Why Vitamin D Deficiency Is Not the Cause
- The magnitude is wrong: even if vitamin D deficiency lowered testosterone (which it does), correcting deficiency raises testosterone by only
0.38 nmol/L (11 ng/dL) on average—nowhere near the 400–1100 ng/dL excess seen here 5. - The direction is wrong: vitamin D deficiency is associated with lower, not higher, testosterone 1, 2.

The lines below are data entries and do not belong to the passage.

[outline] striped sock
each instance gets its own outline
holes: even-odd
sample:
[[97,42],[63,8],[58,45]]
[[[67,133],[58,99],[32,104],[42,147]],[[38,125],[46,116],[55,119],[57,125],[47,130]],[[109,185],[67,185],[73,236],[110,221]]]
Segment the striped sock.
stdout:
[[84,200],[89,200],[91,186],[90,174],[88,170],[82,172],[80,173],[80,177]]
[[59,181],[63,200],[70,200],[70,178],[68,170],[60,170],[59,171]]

- The mechanism is wrong: vitamin D supports Leydig cell function and may modestly enhance testosterone production when deficient men are repleted, but it does not cause autonomous overproduction 7.
Common Pitfalls to Avoid
- Do not attribute markedly elevated testosterone to vitamin D deficiency—this is biologically implausible and unsupported by evidence 1, 2, 5.
- Do not delay workup for tumor or exogenous steroid use while correcting vitamin D, as these conditions require urgent evaluation.
- Do not rely on a single testosterone measurement without confirming the result with a second assay, preferably LC-MS/MS, given the high potential for assay interference 9.
- Do not assume the patient is being truthful about exogenous testosterone use—many patients underreport or are unaware of contaminated supplements.